Lindsay Lohan shouldn’t even be trusted for one hour in a Super 8 motel room in Barstow, but for some reason, The Chateau Marmont let her stay with them for 47 days this summer and they didn’t make her pay upfront in cash that comes up clean when they mark each bill with that yellow pen (Side whisper: I HATE that yellow pen). Every crackhouse in South Central boards up their windows when they see LiLo pulling up front in her Porsche, but Chateau Marmont still took that freckled mess of stupid in and she still screwed them over.
While filming the future AFI basic cable movie of the century Liz & Dick, LiLo laid her favorite coke snortin’ mirror (the one that’s got “There’s No Place Like Home” etched into it) on the coffee table in a suite at The Chateau and she stayed there during June and July. Because LiLo can’t ruin her reputation as a thieving mooch, she never put one penny toward her ever-growing bill and the Chateau eventually kicked her coke-dusted ass out on August 1st. They have banned her for life and the general manager sent her a letter asking her to pay for the $46k bill she racked up. Before you say that sending Blohan that letter was a waste of paper, I’m sure she rolled that letter up and smoked weed cut with bath salts out of it, so it wasn’t a complete waste.
TMZ got a hold of the letter and bill, and it says that LiLo spent $3,145.07 on the minibar, $686 on 49 packs of cigarettes, $100 on a candle and $1,992.07 for one dinner at the restaurant on July 4th. The GM says that LiLo borrowed one of the hotel’s computers, but he’s willing to wave the $75 a day charge if she returns it. LiLo would totally turn in that laptop if she could, but it’s kind of impossible since she already gave it to her dealer for an 8-ball.
Also, I looked hard on the bill for a charge for daily Hazmat cleaning services and for a charge to replace all the toilets in her suite, but I didn’t see either of those. The Chateau probably waved those charges too.

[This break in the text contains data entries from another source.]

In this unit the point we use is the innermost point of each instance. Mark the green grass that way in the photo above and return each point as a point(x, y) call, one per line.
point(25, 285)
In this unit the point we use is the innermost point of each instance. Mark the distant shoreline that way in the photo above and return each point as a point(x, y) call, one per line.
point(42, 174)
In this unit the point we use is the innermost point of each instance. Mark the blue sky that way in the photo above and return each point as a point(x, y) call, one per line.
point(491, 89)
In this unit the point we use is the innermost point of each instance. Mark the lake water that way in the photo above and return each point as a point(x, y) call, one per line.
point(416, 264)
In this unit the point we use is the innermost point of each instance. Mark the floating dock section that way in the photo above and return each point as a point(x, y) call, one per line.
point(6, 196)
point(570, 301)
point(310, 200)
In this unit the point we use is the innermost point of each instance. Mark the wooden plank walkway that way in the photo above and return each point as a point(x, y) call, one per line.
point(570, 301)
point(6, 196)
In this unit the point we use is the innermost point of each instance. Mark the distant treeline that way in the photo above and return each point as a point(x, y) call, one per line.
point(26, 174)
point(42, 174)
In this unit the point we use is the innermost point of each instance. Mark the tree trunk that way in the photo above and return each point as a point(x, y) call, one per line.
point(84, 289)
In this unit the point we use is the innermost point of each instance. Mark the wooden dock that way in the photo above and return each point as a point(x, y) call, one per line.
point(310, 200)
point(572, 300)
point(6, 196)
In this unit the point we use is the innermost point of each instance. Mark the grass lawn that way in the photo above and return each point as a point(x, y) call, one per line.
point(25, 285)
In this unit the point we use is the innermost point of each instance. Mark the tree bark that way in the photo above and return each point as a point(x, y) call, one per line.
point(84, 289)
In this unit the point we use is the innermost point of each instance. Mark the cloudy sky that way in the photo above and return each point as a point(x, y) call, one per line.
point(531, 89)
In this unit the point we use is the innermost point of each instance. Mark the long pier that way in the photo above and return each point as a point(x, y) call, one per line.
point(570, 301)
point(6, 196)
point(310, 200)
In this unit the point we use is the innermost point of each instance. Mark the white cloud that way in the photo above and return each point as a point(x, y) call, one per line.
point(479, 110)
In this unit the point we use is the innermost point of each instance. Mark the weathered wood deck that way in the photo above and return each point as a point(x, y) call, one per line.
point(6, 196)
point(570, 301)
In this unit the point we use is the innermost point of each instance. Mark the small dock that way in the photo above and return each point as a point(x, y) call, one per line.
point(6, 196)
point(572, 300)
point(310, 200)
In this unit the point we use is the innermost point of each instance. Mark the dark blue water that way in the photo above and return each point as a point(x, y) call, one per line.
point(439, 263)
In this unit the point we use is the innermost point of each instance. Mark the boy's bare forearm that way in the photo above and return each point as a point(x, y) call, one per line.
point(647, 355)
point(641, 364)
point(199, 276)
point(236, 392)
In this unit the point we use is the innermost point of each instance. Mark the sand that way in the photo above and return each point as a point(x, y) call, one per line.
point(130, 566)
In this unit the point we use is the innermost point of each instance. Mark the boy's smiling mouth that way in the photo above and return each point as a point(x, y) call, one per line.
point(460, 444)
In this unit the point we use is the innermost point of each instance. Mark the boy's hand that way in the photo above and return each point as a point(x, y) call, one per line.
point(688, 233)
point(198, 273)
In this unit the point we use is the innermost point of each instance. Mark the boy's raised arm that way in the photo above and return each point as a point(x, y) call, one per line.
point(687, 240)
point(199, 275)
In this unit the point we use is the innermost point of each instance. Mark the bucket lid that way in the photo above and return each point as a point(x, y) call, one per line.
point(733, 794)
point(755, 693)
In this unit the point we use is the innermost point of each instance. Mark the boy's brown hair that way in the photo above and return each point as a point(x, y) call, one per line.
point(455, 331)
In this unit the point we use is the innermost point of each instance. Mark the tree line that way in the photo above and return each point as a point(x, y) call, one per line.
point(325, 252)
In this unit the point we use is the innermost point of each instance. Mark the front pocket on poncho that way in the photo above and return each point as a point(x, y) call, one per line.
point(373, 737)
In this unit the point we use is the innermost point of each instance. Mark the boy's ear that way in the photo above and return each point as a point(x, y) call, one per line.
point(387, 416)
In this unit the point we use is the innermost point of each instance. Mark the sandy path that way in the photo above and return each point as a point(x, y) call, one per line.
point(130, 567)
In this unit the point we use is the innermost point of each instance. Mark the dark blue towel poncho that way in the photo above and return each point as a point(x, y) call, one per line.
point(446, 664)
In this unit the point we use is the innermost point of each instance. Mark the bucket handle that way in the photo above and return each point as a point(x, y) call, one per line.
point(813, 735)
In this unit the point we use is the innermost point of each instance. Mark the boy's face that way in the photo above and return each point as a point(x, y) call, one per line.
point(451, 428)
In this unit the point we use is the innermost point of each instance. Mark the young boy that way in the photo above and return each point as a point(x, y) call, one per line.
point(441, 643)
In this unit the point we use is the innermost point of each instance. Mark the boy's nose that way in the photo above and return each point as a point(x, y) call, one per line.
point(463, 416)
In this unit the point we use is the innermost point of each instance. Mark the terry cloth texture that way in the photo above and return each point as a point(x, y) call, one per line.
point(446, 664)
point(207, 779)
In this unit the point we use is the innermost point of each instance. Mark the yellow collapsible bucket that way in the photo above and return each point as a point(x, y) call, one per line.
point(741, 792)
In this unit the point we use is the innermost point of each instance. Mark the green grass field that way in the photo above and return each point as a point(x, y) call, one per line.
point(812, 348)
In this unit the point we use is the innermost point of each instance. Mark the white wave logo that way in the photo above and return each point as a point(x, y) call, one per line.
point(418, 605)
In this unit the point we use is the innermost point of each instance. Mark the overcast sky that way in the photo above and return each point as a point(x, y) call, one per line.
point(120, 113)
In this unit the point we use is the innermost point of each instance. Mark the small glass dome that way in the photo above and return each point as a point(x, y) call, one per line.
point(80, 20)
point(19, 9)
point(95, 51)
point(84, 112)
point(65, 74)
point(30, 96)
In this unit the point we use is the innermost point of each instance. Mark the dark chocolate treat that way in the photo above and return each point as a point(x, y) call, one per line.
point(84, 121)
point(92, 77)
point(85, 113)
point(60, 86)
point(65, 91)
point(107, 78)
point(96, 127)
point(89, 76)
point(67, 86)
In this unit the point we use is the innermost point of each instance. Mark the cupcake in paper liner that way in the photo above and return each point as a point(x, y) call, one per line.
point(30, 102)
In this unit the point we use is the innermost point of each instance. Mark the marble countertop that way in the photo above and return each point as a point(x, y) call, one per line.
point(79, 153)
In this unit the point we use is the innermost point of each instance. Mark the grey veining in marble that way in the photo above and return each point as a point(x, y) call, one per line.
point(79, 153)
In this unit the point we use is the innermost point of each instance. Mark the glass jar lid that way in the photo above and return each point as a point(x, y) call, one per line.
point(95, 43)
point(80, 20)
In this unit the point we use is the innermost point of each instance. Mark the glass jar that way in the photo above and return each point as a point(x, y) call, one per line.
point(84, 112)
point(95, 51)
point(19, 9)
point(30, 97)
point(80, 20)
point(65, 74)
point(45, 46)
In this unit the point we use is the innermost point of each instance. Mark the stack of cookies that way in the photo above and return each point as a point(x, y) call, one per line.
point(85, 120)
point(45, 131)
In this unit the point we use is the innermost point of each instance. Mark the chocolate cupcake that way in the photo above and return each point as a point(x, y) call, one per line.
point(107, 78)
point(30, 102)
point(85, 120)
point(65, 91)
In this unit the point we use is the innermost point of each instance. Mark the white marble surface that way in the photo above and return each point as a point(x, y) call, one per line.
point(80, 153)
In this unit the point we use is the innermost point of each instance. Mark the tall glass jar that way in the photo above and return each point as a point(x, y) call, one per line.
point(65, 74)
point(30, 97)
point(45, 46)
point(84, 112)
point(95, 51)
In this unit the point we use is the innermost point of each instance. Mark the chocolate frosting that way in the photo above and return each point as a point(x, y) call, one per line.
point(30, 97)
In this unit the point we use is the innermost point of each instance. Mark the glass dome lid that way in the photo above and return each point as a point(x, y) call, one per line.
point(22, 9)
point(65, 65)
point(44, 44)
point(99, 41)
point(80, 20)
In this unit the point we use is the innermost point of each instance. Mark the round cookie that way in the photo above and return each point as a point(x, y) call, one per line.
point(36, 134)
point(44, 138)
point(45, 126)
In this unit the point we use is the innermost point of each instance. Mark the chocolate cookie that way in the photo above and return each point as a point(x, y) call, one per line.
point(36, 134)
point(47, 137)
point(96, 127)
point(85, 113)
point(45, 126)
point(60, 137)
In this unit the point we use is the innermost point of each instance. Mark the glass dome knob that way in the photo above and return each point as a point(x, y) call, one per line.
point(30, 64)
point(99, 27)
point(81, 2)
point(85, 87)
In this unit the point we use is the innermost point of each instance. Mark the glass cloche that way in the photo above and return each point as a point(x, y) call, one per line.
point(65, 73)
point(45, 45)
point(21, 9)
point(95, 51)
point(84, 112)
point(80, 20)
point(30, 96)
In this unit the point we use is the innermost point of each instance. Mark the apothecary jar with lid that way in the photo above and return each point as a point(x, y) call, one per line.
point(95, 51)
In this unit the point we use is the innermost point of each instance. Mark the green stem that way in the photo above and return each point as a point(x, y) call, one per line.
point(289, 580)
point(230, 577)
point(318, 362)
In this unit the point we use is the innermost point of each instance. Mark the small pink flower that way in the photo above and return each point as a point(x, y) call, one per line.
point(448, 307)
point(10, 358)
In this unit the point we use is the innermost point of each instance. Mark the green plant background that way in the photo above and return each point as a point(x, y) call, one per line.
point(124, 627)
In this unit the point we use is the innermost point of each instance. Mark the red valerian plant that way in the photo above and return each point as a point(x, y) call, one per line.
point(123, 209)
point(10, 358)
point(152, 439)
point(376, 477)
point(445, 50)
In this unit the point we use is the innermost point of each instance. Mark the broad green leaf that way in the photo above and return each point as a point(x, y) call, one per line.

I can’t wait for White Oprah to cry that they were told The Chateau is a free halfway house for wayward celebrity crackheads and now they’re just using her daughter’s famous A-list name to get some publicity. But whatever, I’m sure this is just a misunderstanding and Blohan will eventually pay off the bill with a bag of Rolexes and a truck full of DVD players with the serial numbers scratched out.